This page provides installation instruction and usage examples for the R package ADPclust. Please see XiaoFeng Wang and Yifan Xu [2015] for details of the procedure.
##Introduction: APDclust
ADPclust stands for Fast clustering using adaptive density peak detection. It is a non-iterative procedure that finds the number of clusters and cluster assignments of large amount of high dimensional data by identifying cluster centroids from estimated densities. The procedure is built upon the work by Rodriguez [2014]. ADPclust automatically identifies cluster centroids from a projected two dimensional decision plot that separates cluster centroids from the rest of the points. This decision plot is generated by calculating the following two values, \(f(\mathbf{x}), \delta(\mathbf{x}))\) for each data point.

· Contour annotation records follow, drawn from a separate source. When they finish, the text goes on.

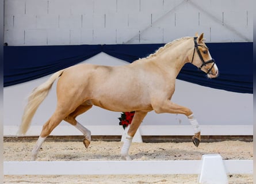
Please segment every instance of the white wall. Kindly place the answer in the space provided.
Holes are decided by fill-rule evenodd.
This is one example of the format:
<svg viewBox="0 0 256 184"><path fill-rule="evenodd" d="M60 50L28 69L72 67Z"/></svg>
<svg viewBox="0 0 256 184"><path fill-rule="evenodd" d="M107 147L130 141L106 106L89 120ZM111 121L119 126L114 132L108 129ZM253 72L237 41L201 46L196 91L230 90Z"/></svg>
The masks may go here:
<svg viewBox="0 0 256 184"><path fill-rule="evenodd" d="M5 0L9 45L253 41L253 0Z"/></svg>
<svg viewBox="0 0 256 184"><path fill-rule="evenodd" d="M127 64L123 60L104 53L101 53L85 62L112 66ZM23 108L26 104L26 97L33 88L38 86L48 78L49 76L47 76L3 89L3 125L5 126L4 135L16 134L17 126L21 122ZM211 132L212 131L212 133L209 133L212 134L210 135L218 134L223 129L223 127L217 126L217 129L209 130L208 129L212 128L212 125L242 125L241 127L246 125L250 125L249 127L251 128L253 126L253 94L229 92L177 80L175 91L171 100L176 103L190 108L197 117L199 124L205 125L205 128L208 129L205 131ZM53 113L56 106L56 101L55 82L48 96L39 107L32 120L32 126L38 126L38 128L36 132L33 131L31 133L37 132L36 135L39 134L41 125ZM79 116L78 120L86 126L114 126L118 125L119 121L117 118L120 116L120 113L112 112L94 106L87 112ZM68 124L64 121L60 124L62 126L67 125ZM177 127L174 127L178 128L178 131L180 131L178 134L184 133L184 131L187 132L188 129L191 129L192 133L187 118L181 114L157 114L152 112L146 117L142 125L175 125ZM182 129L184 125L188 126L186 130ZM8 126L11 126L8 128ZM235 126L235 128L237 127ZM58 128L59 128L56 129ZM249 133L248 131L246 131L243 132L241 130L240 133L241 135ZM205 132L204 133L206 133ZM106 132L106 133L109 133ZM171 132L170 133L171 135Z"/></svg>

For a data set \(\{\mathbf{x}_1, \ldots, \mathbf{x}_n\}\) where each \(\mathbf{x}_i\) is a d dimensional vector, ADPclust first estimate the local multivariate Gaussian density \(f(\mathbf{x}_i), i=1,\ldots,n\) by
\[\hat{f}(\mathbf{x}_i; h_1,…h_d) = n^{-1} \left(\prod_{l=1}^d h_l \right)^{-1} \cdot \sum_{j=1}^n K\left(\frac{x_{i1} - x_{j1}}{h_1}, …, \frac{x_{id} - x_{jd}}{h_d}\right). \] where \(h_1,…,h_d\) are bandwidths at each dimension. Two default values for \(h\) are provided in APDclust: 1) rule-of-thumb (ROT) bandwidth by Scott[2002]; 2) asymptotic mean integrated squared error (AMISE) bandwidth by Wand[1994]. Other bandwidths can also be specified if the default does not give satisfactory results.

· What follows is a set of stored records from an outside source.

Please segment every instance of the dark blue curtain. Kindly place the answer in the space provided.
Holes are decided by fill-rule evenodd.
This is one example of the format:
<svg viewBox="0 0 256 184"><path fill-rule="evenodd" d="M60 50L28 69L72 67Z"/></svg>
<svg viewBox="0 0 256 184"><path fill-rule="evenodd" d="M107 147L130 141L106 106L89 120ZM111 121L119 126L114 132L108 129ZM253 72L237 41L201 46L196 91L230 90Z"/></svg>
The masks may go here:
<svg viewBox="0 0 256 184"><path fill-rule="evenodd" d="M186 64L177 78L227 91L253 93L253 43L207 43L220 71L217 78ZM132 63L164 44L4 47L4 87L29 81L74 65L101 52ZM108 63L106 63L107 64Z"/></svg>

Given density estimation \(\hat{f}(\mathbf{x}_i), i = 1,…,n\), the “isolation” indices \(\delta(\mathbf{x}_i)’s\) are found by:
\[\hat{\delta}(\mathbf{x}_i) = \min_{j:\hat{f}(\mathbf{x}_i) < \hat{f}(\mathbf{x}_j)}{d(\mathbf{x}_i,\mathbf{x}_j)}.\]
where \(d(\mathbf{x}_i,\mathbf{x}_j)\) is the distance measure between \(\mathbf{x}_i\) and \(\mathbf{x}_j\).
The scatter plot of \((\hat{f}(\mathbf{x}_i), \hat{\delta}(\mathbf{x}_i)), i = 1,…,n\) is called a decision plot, from which \(k\) centroids are selected automatically or manually from the upper-right corner, and all other points are clustered according to their distances to the closest centroid.
The average silhouette score is calculated after clusters are assigned, and is used to chose the best number of clusters among a sequence of testing \(k\)'s.
##Installation Run the following line to install the package.
install.packages("ADPclust_0.6.3.tar.gz", repos = NULL, source = TRUE)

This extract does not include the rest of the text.